ISN'T IT ROMANTIC" at Arena's Kreeger Theater is a trite, "lite" comedy for the Sweet 'n' Low set. It's sweet and sticky and leaves an artificial aftertaste.

In a scenario baldly plundered from the "Mary Tyler Moore Show," playwright Wendy Wasserstein presents us with best friends Harriet Cornwall and Janie Blumberg -- an uptight, pretty WASP and a funny, earthy Jew -- who know (because the women's mags tell them so) that they should Have It All. Coffee achievers both, they're coping with Manhattan careers, marriage panic and the fear that they'll become their mothers as they near the Year 30.

Wasserstein has packed her play with trendy topics -- aerobics, answering machines, "personal growth" -- and New York in jokes, most of which don't travel well.

In her zeal to cram each line with brand names and Manhattan references, Wasserstein neglects her characters' development. All they do is worry and whine (or, in the case of Janie's family, kvetch) about what they want. Most of the scenes degenerate into dueling monologues, with the characters erupting into gaseous fits of self-scrutiny.

Wasserstein gets some good mileage out of playing the messages on Janie's answering machine. One of the more interesting characters is the eternally depressed Cynthia Peterson, whom we never meet. A pity -- her absurd sourness would be a welcome foil for the saccharine that passes for personality here.

As Janie, apparently an autobiographical stand-in for the playwright, Lisa Goodman tries hard to play a free spirited waif but employs a maddening arsenal of shrugs and winces. Marilyn Caskey is white bread and whiny as the underdrawn Harriet. As Harriet's mom, Halo Wines merely recreates the brittle businesswoman she played in the recent "Real Estate." And you want Jewish? Dorothea Hammond gives you armloads of stereotyped Jewish mama. The men have little to do but be insensitive boors, but Rudolph Willrich turns insensitivity into an asset in his creepily enjoyable performance as Paul Stuart, Harriet's reptilian beau.

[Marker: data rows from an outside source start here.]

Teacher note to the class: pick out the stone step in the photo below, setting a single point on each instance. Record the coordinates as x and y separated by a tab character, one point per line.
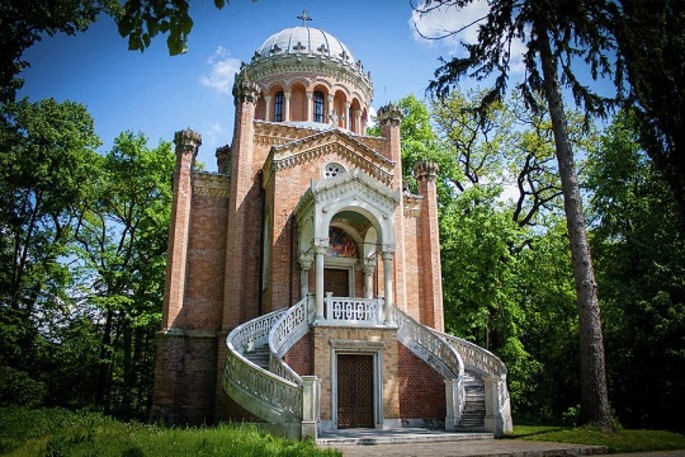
395	436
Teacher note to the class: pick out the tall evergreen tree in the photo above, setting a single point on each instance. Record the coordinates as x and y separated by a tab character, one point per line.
556	35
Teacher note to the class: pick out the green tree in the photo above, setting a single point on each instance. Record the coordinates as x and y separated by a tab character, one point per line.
419	142
123	242
46	174
555	35
641	265
655	73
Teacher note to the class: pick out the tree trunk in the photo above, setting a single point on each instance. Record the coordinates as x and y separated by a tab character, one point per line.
593	388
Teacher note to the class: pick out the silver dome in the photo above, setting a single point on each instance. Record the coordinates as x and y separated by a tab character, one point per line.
305	40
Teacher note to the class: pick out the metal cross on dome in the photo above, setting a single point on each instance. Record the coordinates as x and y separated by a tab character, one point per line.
304	17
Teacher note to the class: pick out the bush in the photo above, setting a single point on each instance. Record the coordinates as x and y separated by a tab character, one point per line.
17	388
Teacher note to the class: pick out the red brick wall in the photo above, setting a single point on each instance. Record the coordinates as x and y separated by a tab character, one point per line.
422	389
203	302
184	390
301	356
412	268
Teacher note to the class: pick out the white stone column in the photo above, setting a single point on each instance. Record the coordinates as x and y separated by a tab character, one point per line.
330	108
310	406
310	106
305	265
268	115
320	252
347	116
368	268
454	407
388	285
286	106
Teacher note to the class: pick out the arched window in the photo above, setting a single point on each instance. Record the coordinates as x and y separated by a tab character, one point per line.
318	106
278	107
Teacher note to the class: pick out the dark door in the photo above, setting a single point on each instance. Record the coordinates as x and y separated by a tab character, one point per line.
337	282
355	391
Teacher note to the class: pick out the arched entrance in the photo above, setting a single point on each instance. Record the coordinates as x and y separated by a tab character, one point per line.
346	225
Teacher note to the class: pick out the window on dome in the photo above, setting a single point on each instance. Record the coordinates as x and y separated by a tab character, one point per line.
332	170
318	106
278	107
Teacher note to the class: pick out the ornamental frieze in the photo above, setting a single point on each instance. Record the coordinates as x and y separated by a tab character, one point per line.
211	184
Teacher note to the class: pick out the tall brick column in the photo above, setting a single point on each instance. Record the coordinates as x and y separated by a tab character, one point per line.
242	151
430	308
390	118
239	262
187	143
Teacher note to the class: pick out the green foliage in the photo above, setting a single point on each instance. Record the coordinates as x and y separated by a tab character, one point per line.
655	72
623	440
46	174
51	432
17	388
640	252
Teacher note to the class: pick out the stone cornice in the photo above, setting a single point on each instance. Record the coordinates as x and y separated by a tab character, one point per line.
211	184
349	73
352	182
330	141
412	205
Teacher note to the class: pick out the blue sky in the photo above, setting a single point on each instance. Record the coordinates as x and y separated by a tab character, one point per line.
156	94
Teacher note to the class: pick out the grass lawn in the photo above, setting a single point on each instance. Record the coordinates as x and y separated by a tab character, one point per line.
58	432
621	441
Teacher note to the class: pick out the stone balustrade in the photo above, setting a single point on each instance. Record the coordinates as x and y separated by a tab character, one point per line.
288	329
273	398
494	372
353	311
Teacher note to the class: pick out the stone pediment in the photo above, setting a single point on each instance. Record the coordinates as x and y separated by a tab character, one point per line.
334	141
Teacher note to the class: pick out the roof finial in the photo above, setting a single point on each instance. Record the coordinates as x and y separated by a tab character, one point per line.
304	17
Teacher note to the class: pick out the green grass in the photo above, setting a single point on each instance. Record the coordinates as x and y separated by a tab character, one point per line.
58	432
622	441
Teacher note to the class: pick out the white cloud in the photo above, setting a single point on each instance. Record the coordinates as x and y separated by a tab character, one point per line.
222	72
214	134
446	19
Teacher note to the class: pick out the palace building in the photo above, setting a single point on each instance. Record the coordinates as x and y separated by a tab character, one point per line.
303	285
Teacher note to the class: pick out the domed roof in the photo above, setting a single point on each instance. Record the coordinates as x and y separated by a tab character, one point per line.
305	40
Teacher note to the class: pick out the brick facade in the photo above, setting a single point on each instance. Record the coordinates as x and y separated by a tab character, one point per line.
236	246
421	388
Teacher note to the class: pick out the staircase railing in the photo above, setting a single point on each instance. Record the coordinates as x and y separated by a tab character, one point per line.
441	356
288	329
428	345
270	397
494	373
484	361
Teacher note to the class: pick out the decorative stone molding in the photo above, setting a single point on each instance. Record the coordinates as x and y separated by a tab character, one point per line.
223	159
389	114
333	141
264	67
412	205
210	184
426	169
245	90
187	141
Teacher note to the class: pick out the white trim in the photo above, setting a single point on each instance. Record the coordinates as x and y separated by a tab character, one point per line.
342	263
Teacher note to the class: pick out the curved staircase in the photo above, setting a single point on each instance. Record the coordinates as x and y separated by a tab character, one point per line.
258	379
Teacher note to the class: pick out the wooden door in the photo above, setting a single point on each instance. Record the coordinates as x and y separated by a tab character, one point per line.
355	391
337	282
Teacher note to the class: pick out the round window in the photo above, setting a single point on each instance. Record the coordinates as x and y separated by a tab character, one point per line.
332	170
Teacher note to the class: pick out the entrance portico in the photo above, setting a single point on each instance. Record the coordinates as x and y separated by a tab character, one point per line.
347	222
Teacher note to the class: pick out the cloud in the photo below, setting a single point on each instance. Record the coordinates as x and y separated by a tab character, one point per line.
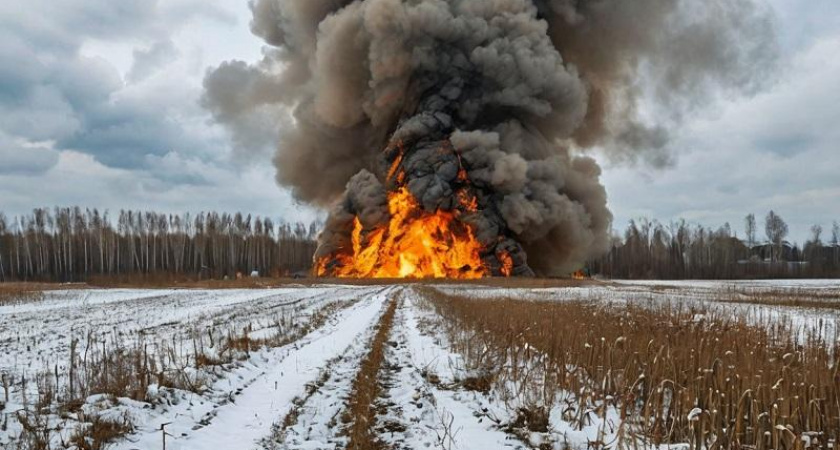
776	151
18	159
150	60
50	91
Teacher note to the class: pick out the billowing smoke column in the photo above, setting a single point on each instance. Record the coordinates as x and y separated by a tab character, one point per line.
482	108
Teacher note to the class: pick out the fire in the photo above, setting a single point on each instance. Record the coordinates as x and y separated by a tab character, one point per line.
414	244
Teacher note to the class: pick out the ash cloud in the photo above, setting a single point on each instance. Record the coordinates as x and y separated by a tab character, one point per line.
513	90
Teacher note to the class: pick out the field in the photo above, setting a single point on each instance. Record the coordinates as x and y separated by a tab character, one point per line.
411	366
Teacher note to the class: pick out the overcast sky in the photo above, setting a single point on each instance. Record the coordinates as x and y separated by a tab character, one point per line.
99	107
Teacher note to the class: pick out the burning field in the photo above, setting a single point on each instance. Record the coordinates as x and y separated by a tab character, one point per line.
452	139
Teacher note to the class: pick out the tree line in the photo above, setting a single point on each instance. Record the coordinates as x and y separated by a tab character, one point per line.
678	250
71	244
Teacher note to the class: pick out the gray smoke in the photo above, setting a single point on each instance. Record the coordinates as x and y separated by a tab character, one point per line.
512	91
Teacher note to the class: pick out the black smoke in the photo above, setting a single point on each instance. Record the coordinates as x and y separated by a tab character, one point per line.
514	92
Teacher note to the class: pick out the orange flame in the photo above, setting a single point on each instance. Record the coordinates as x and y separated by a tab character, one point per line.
579	275
507	263
414	244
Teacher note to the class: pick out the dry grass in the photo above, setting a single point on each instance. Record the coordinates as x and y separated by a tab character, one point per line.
672	373
18	293
790	297
101	364
360	414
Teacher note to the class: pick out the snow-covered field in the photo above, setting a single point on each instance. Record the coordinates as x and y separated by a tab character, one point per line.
288	386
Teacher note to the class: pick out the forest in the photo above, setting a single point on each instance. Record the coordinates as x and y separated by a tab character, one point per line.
71	244
679	250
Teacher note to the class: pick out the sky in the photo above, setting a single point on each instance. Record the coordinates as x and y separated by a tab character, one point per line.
100	106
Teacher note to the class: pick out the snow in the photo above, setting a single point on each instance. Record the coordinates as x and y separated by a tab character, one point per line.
423	404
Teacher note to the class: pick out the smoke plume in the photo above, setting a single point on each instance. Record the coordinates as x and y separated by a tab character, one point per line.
514	92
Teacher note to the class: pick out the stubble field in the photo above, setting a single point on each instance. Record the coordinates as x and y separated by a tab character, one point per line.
409	366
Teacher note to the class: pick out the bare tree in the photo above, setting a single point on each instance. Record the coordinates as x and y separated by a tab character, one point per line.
750	229
776	230
816	234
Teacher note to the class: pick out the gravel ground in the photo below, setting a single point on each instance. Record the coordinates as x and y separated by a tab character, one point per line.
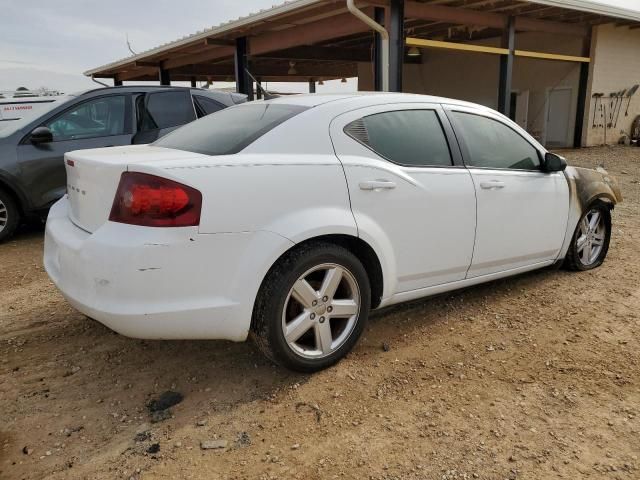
533	377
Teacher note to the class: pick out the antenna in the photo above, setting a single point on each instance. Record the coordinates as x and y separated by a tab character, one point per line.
129	45
265	94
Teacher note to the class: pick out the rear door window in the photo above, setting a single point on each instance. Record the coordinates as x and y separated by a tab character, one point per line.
492	144
412	138
165	110
230	130
99	117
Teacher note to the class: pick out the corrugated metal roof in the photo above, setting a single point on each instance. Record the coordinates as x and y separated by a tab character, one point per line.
599	8
291	5
220	29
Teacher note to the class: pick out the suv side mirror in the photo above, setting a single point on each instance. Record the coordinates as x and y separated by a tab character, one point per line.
554	163
41	135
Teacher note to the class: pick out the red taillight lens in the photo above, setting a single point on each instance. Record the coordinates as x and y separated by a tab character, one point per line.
152	201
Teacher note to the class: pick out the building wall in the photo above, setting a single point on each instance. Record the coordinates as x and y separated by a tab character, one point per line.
615	66
475	76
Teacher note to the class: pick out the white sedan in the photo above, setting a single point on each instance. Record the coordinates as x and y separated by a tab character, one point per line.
291	219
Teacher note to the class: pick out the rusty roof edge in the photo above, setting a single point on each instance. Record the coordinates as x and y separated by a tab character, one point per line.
224	27
593	7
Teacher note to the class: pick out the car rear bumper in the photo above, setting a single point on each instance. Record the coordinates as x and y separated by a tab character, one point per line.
159	283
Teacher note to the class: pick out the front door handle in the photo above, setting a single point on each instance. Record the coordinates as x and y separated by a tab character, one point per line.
377	185
492	185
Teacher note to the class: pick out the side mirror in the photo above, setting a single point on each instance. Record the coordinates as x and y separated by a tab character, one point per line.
41	135
554	163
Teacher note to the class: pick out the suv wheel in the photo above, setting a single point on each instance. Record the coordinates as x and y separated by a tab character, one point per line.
9	216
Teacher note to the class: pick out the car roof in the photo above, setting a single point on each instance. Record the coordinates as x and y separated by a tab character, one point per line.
368	98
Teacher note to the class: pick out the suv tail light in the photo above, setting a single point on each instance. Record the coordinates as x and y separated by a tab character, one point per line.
150	201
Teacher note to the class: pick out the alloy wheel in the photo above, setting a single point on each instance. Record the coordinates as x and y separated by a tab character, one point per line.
321	311
591	238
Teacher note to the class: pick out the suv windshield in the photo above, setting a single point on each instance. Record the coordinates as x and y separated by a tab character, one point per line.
10	127
231	130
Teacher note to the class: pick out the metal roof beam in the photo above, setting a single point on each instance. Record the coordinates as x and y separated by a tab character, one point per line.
462	16
325	29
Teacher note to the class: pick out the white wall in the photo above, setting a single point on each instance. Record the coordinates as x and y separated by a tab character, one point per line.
615	66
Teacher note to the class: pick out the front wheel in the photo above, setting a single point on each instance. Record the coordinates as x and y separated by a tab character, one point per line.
9	216
590	242
312	307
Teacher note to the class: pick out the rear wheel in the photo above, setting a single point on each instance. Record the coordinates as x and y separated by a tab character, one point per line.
590	242
312	307
9	216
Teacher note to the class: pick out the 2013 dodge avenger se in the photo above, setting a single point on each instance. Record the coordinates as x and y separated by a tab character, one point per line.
290	219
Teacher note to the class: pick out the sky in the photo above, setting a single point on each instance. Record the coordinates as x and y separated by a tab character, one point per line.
45	43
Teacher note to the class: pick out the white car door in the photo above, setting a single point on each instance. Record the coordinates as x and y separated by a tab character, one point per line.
522	210
410	194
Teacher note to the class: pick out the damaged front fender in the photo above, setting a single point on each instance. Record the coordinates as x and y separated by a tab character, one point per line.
585	187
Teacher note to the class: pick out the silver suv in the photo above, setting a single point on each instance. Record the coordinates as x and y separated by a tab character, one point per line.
32	173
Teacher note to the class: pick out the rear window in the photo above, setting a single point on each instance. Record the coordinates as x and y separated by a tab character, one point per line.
231	130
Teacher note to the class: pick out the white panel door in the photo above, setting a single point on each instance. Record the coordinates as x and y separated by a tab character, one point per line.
422	216
558	116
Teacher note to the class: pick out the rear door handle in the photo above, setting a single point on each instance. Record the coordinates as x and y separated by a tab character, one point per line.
377	185
492	185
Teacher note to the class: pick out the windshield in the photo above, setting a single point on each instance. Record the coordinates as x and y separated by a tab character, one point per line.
231	130
9	127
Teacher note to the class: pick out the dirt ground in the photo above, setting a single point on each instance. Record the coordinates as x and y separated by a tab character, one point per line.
533	377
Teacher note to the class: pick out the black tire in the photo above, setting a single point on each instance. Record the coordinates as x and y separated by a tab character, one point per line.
267	322
9	216
573	260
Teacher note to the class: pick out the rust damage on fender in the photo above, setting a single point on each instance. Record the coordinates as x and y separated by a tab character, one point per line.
588	185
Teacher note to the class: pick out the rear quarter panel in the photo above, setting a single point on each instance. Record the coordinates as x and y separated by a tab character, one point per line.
295	196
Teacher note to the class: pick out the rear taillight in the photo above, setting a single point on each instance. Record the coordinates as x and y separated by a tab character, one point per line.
152	201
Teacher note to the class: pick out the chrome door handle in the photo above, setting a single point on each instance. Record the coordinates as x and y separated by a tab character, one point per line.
492	185
377	185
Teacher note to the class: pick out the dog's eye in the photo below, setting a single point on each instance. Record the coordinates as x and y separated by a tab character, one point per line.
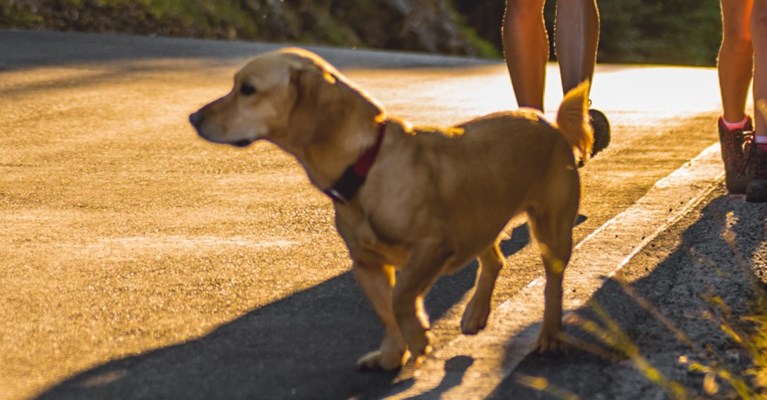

Director Amy Saltz exacerbates the overall sitcom feeling, placing the players in static clusters, underlining scenes with obvious pop songs ("What's Love Got to Do With It?" screeches Tina Turner as Harriet lunges for Paul), and encouraging prolonged reactions, as if for a canned laugh track.

The evening's highlight is Patricia Woodbridge's set, lit by Nancy Schertler, which provides some stunning sunrises and sunsets over a mini-Manhattan.

ISN'T IT ROMANTIC -- At Arena Stage's Kreeger Theater through June.